Issue no. 48 I July 2020

Though the COVID-19 outbreak in India occurred towards the end of March 2020 i.e. near the year-end reporting for majority of the companies in India, the impact continued during the quarter ended 30 June 2020. The impact of COVID-19 on the financial results would depend on the facts and circumstances including degree to which a company’s operations are exposed to the impacts of the outbreak. Therefore, it becomes imperative for companies to provide updated information in their interim financial results that would be useful to various stakeholders including investors to adequately reflect the current and expected impact of the COVID-19 situation on the financial position, performance and cash-flows of companies. This would warrant additional disclosures around the risks and uncertainties to which companies are exposed to, revisions in budgets and forecasts, changes in estimations or change in accounting policies and many other things alike.
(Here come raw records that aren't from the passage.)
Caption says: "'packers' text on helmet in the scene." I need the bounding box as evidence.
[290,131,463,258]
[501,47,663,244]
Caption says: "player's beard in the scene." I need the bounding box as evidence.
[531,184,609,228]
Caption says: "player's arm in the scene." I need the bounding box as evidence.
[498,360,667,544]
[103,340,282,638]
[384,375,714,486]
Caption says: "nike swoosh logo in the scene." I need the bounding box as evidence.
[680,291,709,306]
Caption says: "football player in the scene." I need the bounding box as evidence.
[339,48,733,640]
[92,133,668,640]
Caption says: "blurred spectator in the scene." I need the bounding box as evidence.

In this edition of Accounting and Auditing Update (AAU), we aim to discuss key financial reporting considerations for the companies while preparing their interim financial results.

Regulators, internationally (such as the International Organisation of Securities Commissions (IOSCO), the European Securities and Markets Authority (ESMA) and the U.S. Securities and Exchange Commission (SEC)) and in India, the Securities and Exchange Board of India (SEBI) too have elaborated on the importance of disclosure about COVID-19 by companies. In this regard, we have analysed the financial results of Nifty50 companies for the quarter and year ended 31 March 2020. Our article on the topic provides an analysis of the COVID-19 specific disclosures provided by these companies as part of their financial results, investor presentation and press release to financial results.

Corporate Social Responsibility (CSR) activities play a significant role in the nation building. From the time CSR provisions (as laid down in the Companies Act, 2013 and related rules) have been made effective, significant amendments have been made to these provisions to streamline its implementation by companies. For instance, the Companies (Amendment) Act, 2019 issued in July 2019 made it mandatory for companies to utilise unspent amount earmarked for CSR, failing which it would be transferred to the funds specified in the Schedule VII of the 2013 Act. However, this requirement has not been notified yet. Subsequently, in March 2020, another set of amendments were proposed to the CSR provisions through the Companies (Amendment) Bill, 2020. To address the resultant change in accounting and presentation of CSR expenses, recently, the Institute of Chartered Accountants of India (ICAI) has issued a technical guide on ‘Accounting for Expenditure on CSR Activities’. In our article, we have summarised key guidance relating to accounting of expense pursuant to CSR activities as provided by ICAI in its technical guide.

As is the case each month, we have also included a regular round-up of some recent regulatory updates in India and internationally.